I found a gorgeous map/satellite photo of the entire Sea of Cortez including Baja and the mainland which I have laminated and mounted on the bathroom door in my motor home. It is circled by a lovely poem in Spanish that I managed to translate, it is posted below. I personally sailed every mile of the outside Baja coast, then down the mainland and eventually back up the inside coast of the Sea of Cortez and over to San Carlos, have driven and camped along much of the land on both sides, and truly love this area. Sometimes I have been asked, and often wondered why I didn’t just move here long ago.
Here is the poem –
Mira al rededor y admira a este esena de casas de varios colores, .. creado y dotado con vida. Ellos hacen a nosotros quienes somos miserables para ver la luz entre las flores y canciones de los campos fertiles, ellos causan que nosotros veamos esas cosas, .. creado y dotado con vida. Ellos habitan en los lugares de la primavera, aqui entre los campos extensos, y solamente para nuestros ventajas el agua turqueza cae gotas rotos sobre la superficie del lago. Donde brilla hasta la ultima en cuatro rayes, donde las flores amarillas fragantes capullan, alli viven los Mexicanos, las juventudes.

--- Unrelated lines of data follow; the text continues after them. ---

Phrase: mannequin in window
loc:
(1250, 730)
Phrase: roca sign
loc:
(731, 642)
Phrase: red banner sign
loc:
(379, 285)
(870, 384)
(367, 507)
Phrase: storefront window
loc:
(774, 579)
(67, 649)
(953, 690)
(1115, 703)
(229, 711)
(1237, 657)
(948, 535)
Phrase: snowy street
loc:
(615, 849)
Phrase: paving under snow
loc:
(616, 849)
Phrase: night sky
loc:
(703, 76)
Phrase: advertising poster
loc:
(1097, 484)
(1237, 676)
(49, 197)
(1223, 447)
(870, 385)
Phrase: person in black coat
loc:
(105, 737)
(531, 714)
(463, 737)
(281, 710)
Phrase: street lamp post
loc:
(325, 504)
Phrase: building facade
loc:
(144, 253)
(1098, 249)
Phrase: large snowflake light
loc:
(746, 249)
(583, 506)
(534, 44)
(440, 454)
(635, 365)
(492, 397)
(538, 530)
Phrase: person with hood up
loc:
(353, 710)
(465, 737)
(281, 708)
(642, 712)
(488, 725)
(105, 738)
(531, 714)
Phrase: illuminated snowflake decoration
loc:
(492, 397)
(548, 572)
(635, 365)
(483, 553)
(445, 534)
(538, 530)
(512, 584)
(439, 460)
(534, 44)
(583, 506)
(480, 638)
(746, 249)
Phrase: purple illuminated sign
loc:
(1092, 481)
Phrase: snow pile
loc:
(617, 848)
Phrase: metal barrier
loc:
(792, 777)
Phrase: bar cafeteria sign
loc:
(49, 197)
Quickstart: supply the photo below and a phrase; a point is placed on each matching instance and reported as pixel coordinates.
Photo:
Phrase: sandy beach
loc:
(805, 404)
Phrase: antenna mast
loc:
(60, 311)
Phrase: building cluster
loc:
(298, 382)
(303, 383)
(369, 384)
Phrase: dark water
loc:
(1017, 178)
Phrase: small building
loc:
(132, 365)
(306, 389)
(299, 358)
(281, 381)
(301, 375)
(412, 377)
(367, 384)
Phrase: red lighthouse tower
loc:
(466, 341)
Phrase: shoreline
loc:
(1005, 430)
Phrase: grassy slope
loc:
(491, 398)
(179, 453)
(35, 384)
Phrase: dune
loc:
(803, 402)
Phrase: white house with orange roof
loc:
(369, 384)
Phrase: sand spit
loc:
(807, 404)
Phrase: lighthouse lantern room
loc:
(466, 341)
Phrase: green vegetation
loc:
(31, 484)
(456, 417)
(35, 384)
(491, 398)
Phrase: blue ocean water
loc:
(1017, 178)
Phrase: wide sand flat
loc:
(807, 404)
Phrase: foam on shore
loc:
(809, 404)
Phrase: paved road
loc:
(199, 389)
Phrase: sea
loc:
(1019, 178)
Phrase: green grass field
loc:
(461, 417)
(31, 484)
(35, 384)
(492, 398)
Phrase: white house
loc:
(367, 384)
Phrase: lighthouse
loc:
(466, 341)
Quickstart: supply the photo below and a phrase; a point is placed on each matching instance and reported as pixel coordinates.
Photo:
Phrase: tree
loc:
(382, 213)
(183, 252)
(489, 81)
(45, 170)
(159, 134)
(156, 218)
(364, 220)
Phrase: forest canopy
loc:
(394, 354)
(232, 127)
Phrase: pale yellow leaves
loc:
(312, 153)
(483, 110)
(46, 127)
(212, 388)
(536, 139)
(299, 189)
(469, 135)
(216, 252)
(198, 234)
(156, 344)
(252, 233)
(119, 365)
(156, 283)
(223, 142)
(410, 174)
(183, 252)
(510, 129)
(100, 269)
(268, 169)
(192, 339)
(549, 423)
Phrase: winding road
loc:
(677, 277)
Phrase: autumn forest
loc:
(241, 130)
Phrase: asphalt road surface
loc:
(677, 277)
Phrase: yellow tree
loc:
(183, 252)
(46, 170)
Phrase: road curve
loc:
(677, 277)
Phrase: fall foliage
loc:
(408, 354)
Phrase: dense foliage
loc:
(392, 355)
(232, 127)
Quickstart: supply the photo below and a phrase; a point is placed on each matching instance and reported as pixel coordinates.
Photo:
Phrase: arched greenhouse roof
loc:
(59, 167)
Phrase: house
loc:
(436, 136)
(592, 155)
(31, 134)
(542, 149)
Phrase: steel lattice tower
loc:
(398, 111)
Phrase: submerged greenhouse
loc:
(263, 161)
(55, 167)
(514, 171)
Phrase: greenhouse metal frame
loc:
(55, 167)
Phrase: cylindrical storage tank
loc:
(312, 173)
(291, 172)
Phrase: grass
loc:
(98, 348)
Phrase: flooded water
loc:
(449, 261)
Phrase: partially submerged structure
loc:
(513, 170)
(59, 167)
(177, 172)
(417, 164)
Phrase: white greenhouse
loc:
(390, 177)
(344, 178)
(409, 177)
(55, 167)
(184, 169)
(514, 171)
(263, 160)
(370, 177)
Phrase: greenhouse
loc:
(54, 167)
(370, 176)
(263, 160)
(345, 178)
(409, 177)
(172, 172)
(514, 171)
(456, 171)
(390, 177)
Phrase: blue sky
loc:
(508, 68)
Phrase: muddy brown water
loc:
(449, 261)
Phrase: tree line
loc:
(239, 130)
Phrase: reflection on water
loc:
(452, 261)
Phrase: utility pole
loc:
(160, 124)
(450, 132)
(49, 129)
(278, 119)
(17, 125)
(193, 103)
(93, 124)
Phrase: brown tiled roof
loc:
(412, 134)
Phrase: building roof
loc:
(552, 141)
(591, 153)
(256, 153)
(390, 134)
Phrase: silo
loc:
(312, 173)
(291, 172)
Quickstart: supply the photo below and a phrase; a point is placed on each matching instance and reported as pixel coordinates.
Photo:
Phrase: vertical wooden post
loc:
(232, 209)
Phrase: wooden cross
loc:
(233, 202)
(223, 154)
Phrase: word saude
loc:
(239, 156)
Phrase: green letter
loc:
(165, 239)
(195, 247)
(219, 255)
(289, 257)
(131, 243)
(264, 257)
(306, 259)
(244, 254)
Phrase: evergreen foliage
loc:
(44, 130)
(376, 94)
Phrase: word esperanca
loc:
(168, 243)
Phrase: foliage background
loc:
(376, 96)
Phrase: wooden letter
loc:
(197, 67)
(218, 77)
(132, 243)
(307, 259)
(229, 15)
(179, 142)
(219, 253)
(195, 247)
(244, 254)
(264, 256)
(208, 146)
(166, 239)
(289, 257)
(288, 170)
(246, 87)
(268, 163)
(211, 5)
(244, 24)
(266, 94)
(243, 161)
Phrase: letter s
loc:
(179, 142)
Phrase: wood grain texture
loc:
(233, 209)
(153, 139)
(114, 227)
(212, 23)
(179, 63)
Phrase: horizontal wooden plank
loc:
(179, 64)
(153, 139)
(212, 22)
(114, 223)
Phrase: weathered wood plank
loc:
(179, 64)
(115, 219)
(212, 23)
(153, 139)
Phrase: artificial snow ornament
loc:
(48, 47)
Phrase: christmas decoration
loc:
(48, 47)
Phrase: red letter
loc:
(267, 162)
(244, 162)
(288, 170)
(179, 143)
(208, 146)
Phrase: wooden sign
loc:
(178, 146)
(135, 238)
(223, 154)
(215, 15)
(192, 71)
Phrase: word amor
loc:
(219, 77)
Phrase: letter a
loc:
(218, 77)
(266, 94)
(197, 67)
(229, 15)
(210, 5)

Look around and admire the scene of houses of various colors, .. created and endowed with life. They make us, we who are miserable to see the light among the flowers and songs from the fertile fields, they cause us to see those things, .. created and endowed with life. They inhabit the places of spring, here among the open fields, and only for our benefit turquoise water drops falling on the broken surface of the lake. Where it shines to the last four rays, where the fragrant yellow flowers bud, there live the Mexican youths.
These are various photos from the past month. Exploring the coast was fun with my friend Sheila from Manitoba, and at times our quiet camping beach was crowded with weekend visitors. It’s been a very good life and I guess I am probably ready to return to the “real” world.
There was a big photo shoot the other day that happened down by the beach. There were photographers and several family members for the pictures, of a woman who is pregnant! She showed off her big belly, which is apparently become a very popular thing to do these days. Veronica from Vancouver Island says it’s really popular in Canada too. Here are a few snapshots…
Some camping friends, Martina and Norbert from Germany and their big overland travel rig, who are coming to Alaska this summer and we hope to see each other again up north!
And for friends of the Mexican seashore, here are some snapshots of hard-working peddlers and musicians on the beach next to my campsite.
View of my motor home during the crowded and busy week of Spring Break!